In a one-pass compiler, lexical analysis, parsing, and semantic analysis (typechecking) are all done simultaneously. If there is a type error that must be reported to the user, the current position of the lexical analyzer is a reasonable approximation of the source position of the error. In such a compiler, the lexical analyzer keeps a "current position" global variable, and the errormessage routine just prints the value of that variable with each message. A compiler that uses abstract-syntax-tree data structures need not do all the parsing and semantic analysis in one pass. This makes life easier in many ways, but slightly complicates the production of semantic error messages. The lexer reaches the end of file before semantic analysis even begins; so if a semantic error is detected in traversing the abstract syntax tree, the current position of the lexer (at end of file) will not be useful in generating a line number for the error message. Thus, the source-file position of each node of the abstract syntax tree must be remembered, in case that node turns out to contain a semantic error. To remember positions accurately, the abstract-syntax data structures must be sprinkled with pos fields. These indicate the position, within the original source file, of the characters from which these abstract-syntax structures were derived. Then the type-checker can produce useful error messages. (The syntax constructors we will show in Image 4.9 do not have pos fields; any compiler that uses these exactly as given will have a hard time producing accurately located error messages.)

package syntaxtree;
Program(MainClass m, ClassDeclList cl)
MainClass(Identifier i1, Identifier i2, Statement s)
abstract class ClassDecl
ClassDeclSimple(Identifier i, VarDeclList vl, MethodDeclList ml)
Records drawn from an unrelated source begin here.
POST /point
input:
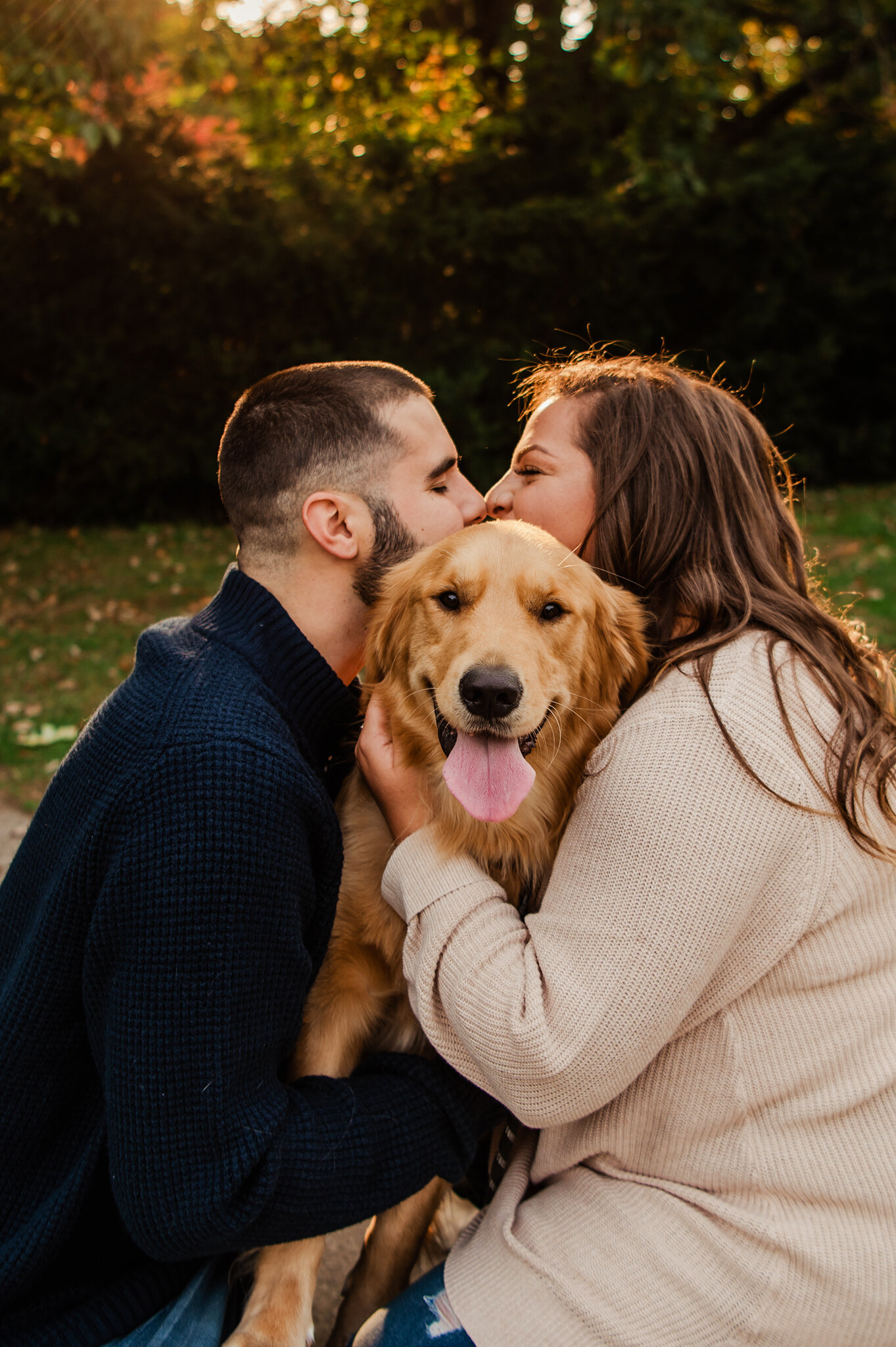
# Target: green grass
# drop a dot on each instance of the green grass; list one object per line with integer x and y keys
{"x": 72, "y": 605}
{"x": 853, "y": 529}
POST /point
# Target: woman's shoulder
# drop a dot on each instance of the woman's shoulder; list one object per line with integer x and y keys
{"x": 753, "y": 675}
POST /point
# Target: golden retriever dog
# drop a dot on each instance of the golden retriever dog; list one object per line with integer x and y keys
{"x": 502, "y": 660}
ClassDeclExtends(Identifier i, Identifier j,
 VarDeclList vl, MethodDeclList ml) see Ch.14
VarDecl(Type t, Identifier i)
MethodDecl(Type t, Identifier i, FormalList fl, VarDeclList vl,
 StatementList sl, Exp e)
Formal(Type t, Identifier i)
abstract class Type
IntArrayType() BooleanType() IntegerType() IdentifierType(String s)
abstract class Statement
Block(StatementList sl)
If(Exp e, Statement s1, Statement s2)
While(Exp e, Statement s)
Print(Exp e)
Assign(Identifier i, Exp e)
ArrayAssign(Identifier i, Exp e1, Exp e2)
abstract class Exp
And(Exp e1, Exp e2)
LessThan(Exp e1, Exp e2)
Plus(Exp e1, Exp e2) Minus(Exp e1, Exp e2) Times(Exp e1, Exp e2)
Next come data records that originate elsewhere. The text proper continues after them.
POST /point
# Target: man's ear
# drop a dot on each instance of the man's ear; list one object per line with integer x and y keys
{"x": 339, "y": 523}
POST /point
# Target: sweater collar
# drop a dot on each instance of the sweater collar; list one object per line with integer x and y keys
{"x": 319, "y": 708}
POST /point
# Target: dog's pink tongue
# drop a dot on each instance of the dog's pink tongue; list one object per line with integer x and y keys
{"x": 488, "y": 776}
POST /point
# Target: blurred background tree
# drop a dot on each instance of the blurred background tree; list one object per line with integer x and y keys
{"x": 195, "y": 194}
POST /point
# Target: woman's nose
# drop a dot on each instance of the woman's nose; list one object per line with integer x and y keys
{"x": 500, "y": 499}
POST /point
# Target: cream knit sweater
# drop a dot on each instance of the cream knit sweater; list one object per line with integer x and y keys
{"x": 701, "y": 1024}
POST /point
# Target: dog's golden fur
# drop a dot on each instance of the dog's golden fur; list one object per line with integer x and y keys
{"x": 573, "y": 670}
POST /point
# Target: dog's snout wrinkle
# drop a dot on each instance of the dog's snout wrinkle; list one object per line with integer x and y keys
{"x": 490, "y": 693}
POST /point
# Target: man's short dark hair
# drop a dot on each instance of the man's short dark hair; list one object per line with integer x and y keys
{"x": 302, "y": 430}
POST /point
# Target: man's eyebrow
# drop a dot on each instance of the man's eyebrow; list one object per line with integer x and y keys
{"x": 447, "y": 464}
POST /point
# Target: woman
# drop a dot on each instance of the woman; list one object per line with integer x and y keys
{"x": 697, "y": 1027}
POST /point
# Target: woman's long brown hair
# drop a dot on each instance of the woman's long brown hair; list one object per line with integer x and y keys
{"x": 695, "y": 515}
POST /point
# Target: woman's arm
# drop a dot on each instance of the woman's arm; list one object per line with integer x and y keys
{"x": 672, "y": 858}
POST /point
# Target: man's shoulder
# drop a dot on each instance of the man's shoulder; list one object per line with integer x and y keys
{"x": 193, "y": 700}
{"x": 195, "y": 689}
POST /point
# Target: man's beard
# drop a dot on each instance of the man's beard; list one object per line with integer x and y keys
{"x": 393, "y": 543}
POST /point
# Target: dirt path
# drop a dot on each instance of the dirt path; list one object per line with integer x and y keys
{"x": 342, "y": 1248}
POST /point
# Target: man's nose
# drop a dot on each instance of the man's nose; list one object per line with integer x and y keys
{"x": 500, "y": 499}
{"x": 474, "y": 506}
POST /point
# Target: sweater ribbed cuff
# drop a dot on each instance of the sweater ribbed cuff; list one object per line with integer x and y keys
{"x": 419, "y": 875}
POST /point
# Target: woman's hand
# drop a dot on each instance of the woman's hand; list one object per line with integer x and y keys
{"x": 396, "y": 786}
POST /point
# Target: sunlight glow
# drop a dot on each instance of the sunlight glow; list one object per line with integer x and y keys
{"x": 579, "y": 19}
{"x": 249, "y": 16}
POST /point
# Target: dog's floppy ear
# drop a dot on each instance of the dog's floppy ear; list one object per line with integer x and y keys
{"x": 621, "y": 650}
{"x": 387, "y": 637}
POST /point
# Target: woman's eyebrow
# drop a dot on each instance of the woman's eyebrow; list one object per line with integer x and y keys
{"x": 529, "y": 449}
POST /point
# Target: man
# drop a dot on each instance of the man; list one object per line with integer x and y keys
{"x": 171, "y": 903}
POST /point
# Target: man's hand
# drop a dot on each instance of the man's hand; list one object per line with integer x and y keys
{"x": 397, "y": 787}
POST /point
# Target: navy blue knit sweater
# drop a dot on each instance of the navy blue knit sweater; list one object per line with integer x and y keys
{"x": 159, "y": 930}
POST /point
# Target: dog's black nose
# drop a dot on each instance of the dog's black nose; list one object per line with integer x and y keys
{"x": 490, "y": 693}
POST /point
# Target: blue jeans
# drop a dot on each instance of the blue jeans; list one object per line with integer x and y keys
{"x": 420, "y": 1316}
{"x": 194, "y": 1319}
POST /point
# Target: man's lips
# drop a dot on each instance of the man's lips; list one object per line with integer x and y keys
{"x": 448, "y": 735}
ArrayLookup(Exp e1, Exp e2)
ArrayLength(Exp e)
Call(Exp e, Identifier i, ExpList el)
IntegerLiteral(int i)
True()
False()
IdentifierExp(String s)
This()
NewArray(Exp e)
NewObject(Identifier i)
Not(Exp e)
Identifier(String s)
list classes ClassDeclList() ExpList() FormalList() MethodDeclList() StatementList() VarDeclList()

Image 4.9: Abstract syntax for the MiniJava language.
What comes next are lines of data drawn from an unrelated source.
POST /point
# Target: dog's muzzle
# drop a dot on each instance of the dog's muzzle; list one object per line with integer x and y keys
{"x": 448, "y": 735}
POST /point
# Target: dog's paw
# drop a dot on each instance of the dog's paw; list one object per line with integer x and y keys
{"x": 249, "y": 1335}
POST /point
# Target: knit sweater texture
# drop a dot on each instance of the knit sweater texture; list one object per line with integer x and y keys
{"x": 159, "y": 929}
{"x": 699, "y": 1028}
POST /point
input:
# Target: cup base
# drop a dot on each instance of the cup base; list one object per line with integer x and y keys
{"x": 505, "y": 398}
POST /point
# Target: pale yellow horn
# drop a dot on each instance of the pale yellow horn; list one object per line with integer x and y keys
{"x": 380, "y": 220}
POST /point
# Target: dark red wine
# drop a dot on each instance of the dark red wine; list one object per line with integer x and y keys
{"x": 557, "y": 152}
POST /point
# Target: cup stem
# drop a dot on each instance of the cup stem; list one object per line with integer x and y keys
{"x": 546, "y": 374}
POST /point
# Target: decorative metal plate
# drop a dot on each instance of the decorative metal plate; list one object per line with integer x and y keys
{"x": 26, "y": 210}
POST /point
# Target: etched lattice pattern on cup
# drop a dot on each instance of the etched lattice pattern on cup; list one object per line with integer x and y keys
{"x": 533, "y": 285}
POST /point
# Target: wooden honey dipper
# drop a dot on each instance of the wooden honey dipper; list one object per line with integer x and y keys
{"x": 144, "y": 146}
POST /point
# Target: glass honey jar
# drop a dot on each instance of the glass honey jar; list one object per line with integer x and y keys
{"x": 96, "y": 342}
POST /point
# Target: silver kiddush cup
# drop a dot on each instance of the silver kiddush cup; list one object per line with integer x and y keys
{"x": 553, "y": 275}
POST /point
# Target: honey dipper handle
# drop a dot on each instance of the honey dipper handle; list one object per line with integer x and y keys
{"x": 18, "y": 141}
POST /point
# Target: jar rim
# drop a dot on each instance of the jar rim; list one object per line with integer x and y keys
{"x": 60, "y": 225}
The lexer must pass the source-file positions of the beginning and end of each token to the parser. We can augment the types Exp, etc. with a position field; then each constructor must take a pos argument to initialize this field. The positions of leaf nodes of the syntax tree can be obtained from the tokens returned by the lexical analyzer; internal-node positions can be derived from the positions of their subtrees. This is tedious but straightforward.